VOTED ON: The Noosa Town Plan has been passed and is to be signed off by the State Government.
VOTED ON: The Noosa Town Plan has been passed and is to be signed off by the State Government.

Noosa’s future on the line with new town plan

NOOSA’S future has gone on the line at a special meeting of the council today and critics of councillors’ approach to short-stay lettings received no joy.

The decision to accept this new planning scheme four years in the making came amid a backdrop of business backlash and a demand that adoption of the document be delayed until after the March election.

Adding to the intrigue is that the meeting took place without Cr Frank Pardon, who was found guilty in Maroochydore District Court during the council deliberations of historical sex charges.

This allowed for Mayor Tony Wellington to have a key casting vote during a deadlock on short-stay lettings to be a consistent use of the new plan in low-density residential areas.

The Mayor voted against allowing this amendment put forward by Cr Ingrid Jackson.

The council received more than 1500 written submissions on the plan that had also raised concerns about signage.

The new Noosa Plan must now be signed off by the State Government before the council can formally adopt it, which it’s hoping to do in early 2020.

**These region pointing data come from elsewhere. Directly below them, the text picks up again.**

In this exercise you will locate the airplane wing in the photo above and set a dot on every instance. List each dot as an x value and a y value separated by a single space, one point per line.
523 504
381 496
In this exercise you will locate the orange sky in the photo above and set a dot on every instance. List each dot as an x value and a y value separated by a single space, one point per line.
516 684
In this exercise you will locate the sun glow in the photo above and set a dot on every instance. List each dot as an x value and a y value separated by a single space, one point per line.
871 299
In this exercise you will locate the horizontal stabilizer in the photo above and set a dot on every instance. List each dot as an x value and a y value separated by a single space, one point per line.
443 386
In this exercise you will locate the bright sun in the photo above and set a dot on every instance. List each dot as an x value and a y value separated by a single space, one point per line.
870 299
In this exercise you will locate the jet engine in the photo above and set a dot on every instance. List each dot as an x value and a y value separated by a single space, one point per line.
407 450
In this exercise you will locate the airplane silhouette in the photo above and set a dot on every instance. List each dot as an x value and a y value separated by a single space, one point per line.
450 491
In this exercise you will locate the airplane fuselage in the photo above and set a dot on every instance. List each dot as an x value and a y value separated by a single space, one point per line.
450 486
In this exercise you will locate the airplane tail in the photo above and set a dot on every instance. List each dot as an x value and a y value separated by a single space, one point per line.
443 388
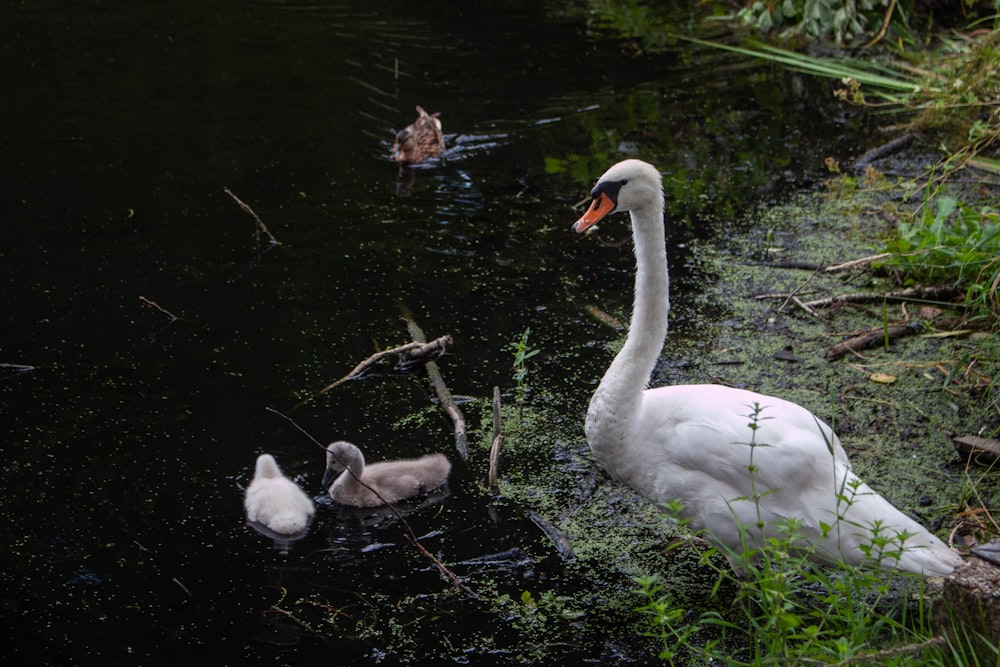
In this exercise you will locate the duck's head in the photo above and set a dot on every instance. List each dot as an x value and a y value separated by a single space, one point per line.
627 186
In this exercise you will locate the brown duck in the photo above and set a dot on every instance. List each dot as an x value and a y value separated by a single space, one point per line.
420 140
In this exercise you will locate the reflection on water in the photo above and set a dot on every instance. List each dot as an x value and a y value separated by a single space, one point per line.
127 433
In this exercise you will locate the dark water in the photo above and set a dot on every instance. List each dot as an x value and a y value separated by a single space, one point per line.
128 437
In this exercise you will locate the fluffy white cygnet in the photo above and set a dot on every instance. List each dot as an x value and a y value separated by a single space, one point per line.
275 502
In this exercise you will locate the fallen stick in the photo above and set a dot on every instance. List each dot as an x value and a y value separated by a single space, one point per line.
497 443
971 445
873 338
261 228
447 402
375 358
933 293
559 538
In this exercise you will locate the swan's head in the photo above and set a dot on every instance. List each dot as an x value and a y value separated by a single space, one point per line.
341 455
629 185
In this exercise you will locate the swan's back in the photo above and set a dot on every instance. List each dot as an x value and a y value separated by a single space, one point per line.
693 443
276 502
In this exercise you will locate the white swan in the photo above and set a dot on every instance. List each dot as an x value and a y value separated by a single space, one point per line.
691 442
276 502
379 483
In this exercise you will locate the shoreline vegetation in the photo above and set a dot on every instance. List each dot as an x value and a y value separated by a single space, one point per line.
931 228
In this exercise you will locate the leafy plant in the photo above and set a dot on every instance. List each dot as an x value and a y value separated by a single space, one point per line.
948 242
844 20
522 352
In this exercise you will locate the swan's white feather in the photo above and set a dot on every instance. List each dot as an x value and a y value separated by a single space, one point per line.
691 442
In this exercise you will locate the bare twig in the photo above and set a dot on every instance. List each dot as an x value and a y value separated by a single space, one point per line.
375 358
932 293
873 337
261 228
447 402
558 537
411 536
497 443
156 306
843 266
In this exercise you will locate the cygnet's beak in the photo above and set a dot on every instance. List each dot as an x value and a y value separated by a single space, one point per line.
328 478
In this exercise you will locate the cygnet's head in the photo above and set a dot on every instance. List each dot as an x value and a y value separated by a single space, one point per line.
267 468
341 455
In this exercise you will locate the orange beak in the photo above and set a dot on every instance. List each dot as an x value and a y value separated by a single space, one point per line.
599 209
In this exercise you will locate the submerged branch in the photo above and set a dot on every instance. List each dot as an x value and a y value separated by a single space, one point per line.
873 338
260 228
447 402
559 539
497 443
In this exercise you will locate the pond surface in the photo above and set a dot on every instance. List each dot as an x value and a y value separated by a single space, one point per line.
129 436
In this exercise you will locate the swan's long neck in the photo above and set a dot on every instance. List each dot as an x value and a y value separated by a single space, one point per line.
618 398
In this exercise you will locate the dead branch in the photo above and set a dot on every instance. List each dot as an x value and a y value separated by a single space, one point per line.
974 446
447 402
558 537
424 353
497 443
153 304
873 338
260 228
411 536
358 370
932 293
843 266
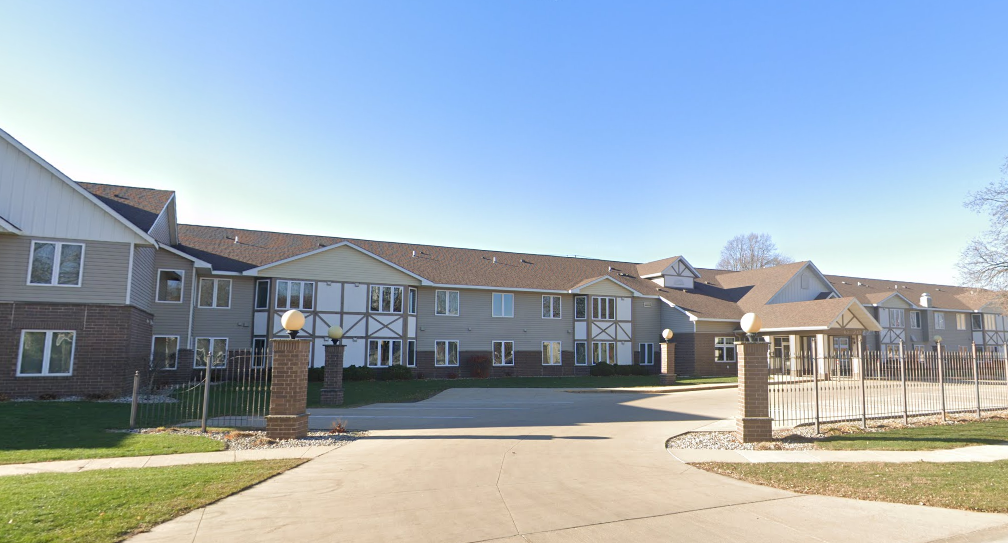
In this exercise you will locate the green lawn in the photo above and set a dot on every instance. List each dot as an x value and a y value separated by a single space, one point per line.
969 486
358 393
922 437
110 505
39 431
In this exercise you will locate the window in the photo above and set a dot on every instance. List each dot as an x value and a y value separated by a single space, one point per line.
384 353
503 353
215 293
724 349
447 302
550 353
169 286
294 295
550 306
214 350
503 304
164 353
55 263
446 353
603 307
604 352
646 354
895 318
262 294
386 299
45 353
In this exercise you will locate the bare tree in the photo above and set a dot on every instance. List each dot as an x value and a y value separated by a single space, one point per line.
751 252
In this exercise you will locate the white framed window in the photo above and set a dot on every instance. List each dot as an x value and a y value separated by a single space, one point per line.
164 353
580 354
55 264
386 299
503 304
603 307
503 353
169 286
447 353
646 354
447 302
724 349
550 306
384 353
294 295
551 354
45 353
262 294
214 350
215 293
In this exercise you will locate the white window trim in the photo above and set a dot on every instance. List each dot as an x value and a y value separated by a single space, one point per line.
46 353
157 288
216 281
54 278
493 347
502 315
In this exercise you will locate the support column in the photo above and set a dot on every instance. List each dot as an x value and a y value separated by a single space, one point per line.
332 390
667 375
287 418
753 420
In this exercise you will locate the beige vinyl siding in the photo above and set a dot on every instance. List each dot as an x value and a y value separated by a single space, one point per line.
173 318
234 322
143 280
106 266
341 264
475 312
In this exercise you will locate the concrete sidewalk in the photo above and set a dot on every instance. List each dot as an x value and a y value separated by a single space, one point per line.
160 460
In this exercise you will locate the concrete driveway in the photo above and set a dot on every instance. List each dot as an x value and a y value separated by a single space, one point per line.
542 465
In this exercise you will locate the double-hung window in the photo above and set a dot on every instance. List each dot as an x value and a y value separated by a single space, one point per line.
503 304
550 306
646 354
503 353
45 353
164 353
447 302
386 299
294 295
724 349
169 286
550 353
215 293
446 353
603 308
214 350
55 263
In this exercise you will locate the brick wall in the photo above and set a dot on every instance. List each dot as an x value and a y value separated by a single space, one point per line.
111 343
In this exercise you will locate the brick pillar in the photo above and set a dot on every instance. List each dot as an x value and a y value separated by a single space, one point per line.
287 416
332 390
753 421
667 375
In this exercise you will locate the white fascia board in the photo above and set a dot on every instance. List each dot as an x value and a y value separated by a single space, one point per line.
61 176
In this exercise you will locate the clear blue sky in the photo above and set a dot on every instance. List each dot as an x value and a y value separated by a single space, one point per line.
849 131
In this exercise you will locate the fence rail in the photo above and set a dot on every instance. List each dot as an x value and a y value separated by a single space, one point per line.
807 388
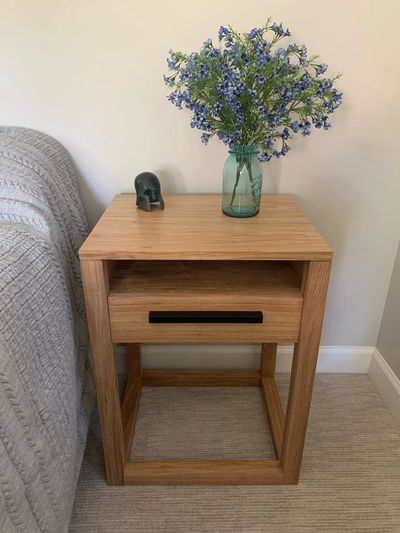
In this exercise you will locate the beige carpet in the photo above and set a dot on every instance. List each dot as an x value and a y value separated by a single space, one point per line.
350 477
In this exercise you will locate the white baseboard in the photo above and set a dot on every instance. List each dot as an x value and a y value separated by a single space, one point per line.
351 359
387 383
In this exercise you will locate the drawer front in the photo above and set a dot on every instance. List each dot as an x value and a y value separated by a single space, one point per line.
280 322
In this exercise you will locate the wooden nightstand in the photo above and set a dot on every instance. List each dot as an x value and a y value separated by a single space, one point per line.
257 280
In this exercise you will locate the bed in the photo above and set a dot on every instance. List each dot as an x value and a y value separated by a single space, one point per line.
46 387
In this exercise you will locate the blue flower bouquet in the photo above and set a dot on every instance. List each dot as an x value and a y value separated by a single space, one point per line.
254 95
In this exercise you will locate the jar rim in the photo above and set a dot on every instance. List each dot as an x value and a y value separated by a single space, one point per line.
244 148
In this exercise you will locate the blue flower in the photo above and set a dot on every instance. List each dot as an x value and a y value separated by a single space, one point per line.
295 126
255 32
265 157
321 69
203 71
279 31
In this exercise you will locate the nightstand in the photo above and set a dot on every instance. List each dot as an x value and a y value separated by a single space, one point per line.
190 274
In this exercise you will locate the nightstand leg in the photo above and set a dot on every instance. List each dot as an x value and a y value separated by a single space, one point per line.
95 278
303 369
268 359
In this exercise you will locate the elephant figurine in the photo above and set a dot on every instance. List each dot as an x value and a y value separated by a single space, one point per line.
148 191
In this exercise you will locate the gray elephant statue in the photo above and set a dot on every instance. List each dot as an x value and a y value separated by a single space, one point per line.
148 191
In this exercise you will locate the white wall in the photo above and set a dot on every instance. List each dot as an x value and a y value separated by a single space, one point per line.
389 334
90 72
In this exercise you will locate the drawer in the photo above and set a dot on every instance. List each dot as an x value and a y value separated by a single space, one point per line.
139 288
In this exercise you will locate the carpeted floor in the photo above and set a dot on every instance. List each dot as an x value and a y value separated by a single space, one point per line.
350 479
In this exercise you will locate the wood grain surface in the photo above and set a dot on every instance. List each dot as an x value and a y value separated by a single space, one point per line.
194 227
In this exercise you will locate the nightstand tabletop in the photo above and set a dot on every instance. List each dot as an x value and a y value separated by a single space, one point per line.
193 227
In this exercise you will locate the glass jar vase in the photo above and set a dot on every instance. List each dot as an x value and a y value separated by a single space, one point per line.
242 180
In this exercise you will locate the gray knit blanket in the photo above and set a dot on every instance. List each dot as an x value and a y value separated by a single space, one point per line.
46 388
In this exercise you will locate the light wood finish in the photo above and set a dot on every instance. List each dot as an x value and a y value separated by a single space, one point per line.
276 418
130 404
192 257
141 287
201 378
303 369
194 227
95 282
268 359
203 473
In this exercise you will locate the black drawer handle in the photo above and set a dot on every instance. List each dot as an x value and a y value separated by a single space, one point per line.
205 317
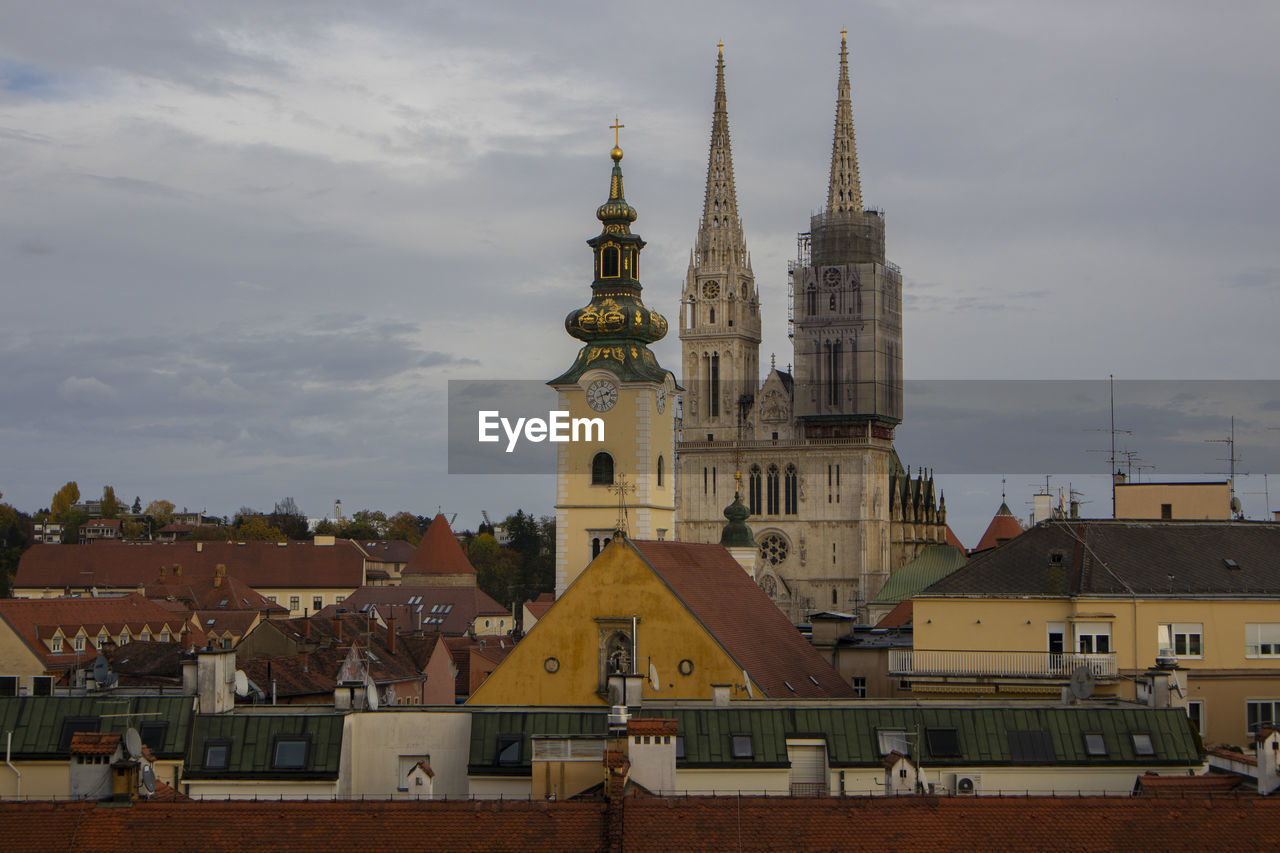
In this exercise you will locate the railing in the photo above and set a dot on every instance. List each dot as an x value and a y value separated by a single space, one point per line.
1019 665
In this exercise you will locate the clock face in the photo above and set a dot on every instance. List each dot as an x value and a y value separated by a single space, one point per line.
602 395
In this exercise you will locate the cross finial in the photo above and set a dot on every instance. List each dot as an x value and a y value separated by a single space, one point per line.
621 487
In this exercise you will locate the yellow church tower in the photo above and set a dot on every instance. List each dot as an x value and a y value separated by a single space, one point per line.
622 482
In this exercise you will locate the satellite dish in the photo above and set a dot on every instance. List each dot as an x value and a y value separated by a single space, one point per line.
101 670
1082 683
133 743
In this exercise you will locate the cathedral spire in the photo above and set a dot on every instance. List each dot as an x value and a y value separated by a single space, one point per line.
720 236
845 190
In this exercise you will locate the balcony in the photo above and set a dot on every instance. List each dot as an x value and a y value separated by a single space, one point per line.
906 662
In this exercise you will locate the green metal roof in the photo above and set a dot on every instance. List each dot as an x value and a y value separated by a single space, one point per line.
929 566
488 728
853 740
36 723
252 737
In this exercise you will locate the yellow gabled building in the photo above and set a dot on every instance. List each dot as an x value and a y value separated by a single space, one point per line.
1111 598
685 620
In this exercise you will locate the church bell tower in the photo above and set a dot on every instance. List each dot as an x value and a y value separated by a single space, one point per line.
624 483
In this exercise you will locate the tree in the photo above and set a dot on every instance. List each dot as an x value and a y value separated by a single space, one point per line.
497 569
256 528
403 525
16 536
110 506
160 512
288 519
64 500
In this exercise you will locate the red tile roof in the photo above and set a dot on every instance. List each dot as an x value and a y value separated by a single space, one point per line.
259 564
743 619
1156 785
36 620
654 824
95 743
439 552
1002 528
899 616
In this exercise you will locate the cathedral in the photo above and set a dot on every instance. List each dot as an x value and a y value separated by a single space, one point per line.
810 448
807 455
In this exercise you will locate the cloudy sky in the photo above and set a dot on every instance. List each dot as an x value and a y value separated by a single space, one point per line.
245 245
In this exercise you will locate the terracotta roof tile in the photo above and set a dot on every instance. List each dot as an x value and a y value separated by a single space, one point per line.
656 824
743 619
439 552
259 564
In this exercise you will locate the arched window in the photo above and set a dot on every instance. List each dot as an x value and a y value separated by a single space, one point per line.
602 469
609 261
753 491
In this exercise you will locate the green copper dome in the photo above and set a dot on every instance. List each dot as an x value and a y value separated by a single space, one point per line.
616 325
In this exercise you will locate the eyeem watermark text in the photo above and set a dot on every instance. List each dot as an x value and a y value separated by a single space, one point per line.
558 427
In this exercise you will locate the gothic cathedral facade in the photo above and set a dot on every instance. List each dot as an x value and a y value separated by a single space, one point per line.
831 509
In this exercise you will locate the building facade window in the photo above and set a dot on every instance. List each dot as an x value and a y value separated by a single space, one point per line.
1196 714
1262 639
1093 638
1183 639
1261 712
602 469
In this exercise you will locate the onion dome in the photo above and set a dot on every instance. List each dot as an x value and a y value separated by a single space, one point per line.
616 325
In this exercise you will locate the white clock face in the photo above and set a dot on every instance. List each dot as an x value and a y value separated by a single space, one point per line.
602 395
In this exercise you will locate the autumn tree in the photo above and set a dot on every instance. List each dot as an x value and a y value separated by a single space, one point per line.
110 506
288 519
497 569
64 500
403 525
160 512
255 528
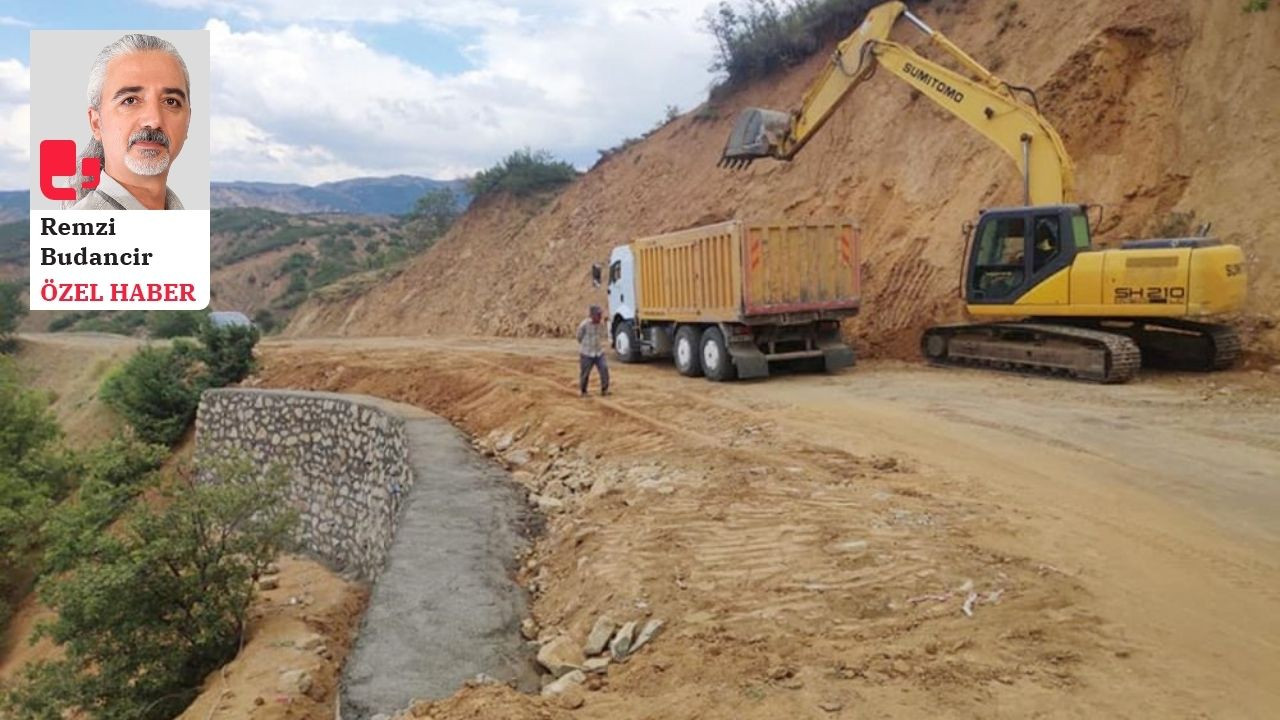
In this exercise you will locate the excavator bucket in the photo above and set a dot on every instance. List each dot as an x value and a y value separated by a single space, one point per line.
758 133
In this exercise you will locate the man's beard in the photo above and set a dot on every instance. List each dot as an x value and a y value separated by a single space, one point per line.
152 162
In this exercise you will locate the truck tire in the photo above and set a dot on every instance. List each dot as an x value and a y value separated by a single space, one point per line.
626 345
686 351
717 363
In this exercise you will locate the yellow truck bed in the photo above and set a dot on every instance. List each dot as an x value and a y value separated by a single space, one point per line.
739 272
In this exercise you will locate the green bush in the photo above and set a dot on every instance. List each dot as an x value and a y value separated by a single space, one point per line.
759 37
265 319
115 472
174 323
524 172
156 391
12 310
435 212
144 615
228 352
35 473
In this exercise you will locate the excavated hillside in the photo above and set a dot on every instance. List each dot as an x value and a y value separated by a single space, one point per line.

Cr Jackson said short-stay lettings proposals “had attracted the greatest number of submissions, with a large number being against the proposals”.

“Yet the staff recommendation is still the same, that short-term accommodation of whole houses and units must get development approvals in all zones,” she said.

“On behalf of a large number of residents who are against this proposal, I propose instead that short-term accommodation be accepted developments subject to requirements.”

Deputy Mayor Frank Wilkie said there was no evidence that no further increase in short-term stays “would impact negatively on the existing tourism economy as the new plan does not propose any losses in existing tourist accommodation but the contrary”.

He said about 5500 properties had the ability to host short-term stays and a further 600 had the ability to apply for this in the medium and high-density residential zones.

“Claims that short-term accommodation would be reduced under this planning scheme are absolutely false,” Cr Wilkie said.

Cr Stockwell said the planning scheme would protect visitor accommodation “and neighbourhoods of permanent housing are protected from short-term visitor accommodation that would impact on the amenity enjoyed by residents”.

Cr Jackson raised the lack of evidence-based study on short stays that had been done in Noosa.

“My motion is simply about giving people an opportunity to let out houses that they choose to let out and to diversify our tourism accommodation choice,” she said.

She raised the prospect that making an application in an inconsistent zone would attract something like a $9000 charge just by the council.

She said on top of that there would be thousands of dollars in planning consultants’ fees and “most people won’t be able to afford that”.

She said there was a petition asking for a deferral of this planning scheme that had already attracted 875 signatures “so the concept that this is real estate agents (complaining), I don’t think so”.

Her amendment lost, with only Cr Glasgow’s support.

Cr Jackson then sought to amend the plan so that people could still apply for short-term stays in residential low density that would “still be impact accessible” as consistent rather than an inconsistent use.

“A planning scheme should be performance outcomes oriented,” she said.

“And people should have the rights to make applications.”

She said it would still be less likely that people would apply because it was very expensive in even a consistent use area and this would be a more user-friendly approach.

Cr Joe Jurisevic supported Cr Jackson’s move, as did Cr Glasgow.

Cr Wellington said if this amendment did proceed it would be in direct conflict with the overall outcomes of the scheme and he believed this would have to go back out for feedback in the community until after the election.

“Now I know there are people in the community who would love that to happen but here are the implications,” he said.

Councillors, without the absent Cr Pardon’s vote, were deadlocked when it came to the vote and Cr Wellington used his casting vote to reject the amendment.

Finally it came down to adopting the plan and Cr Jackson said this document was “a great step in the right direction”.

The plan was then approved by the council.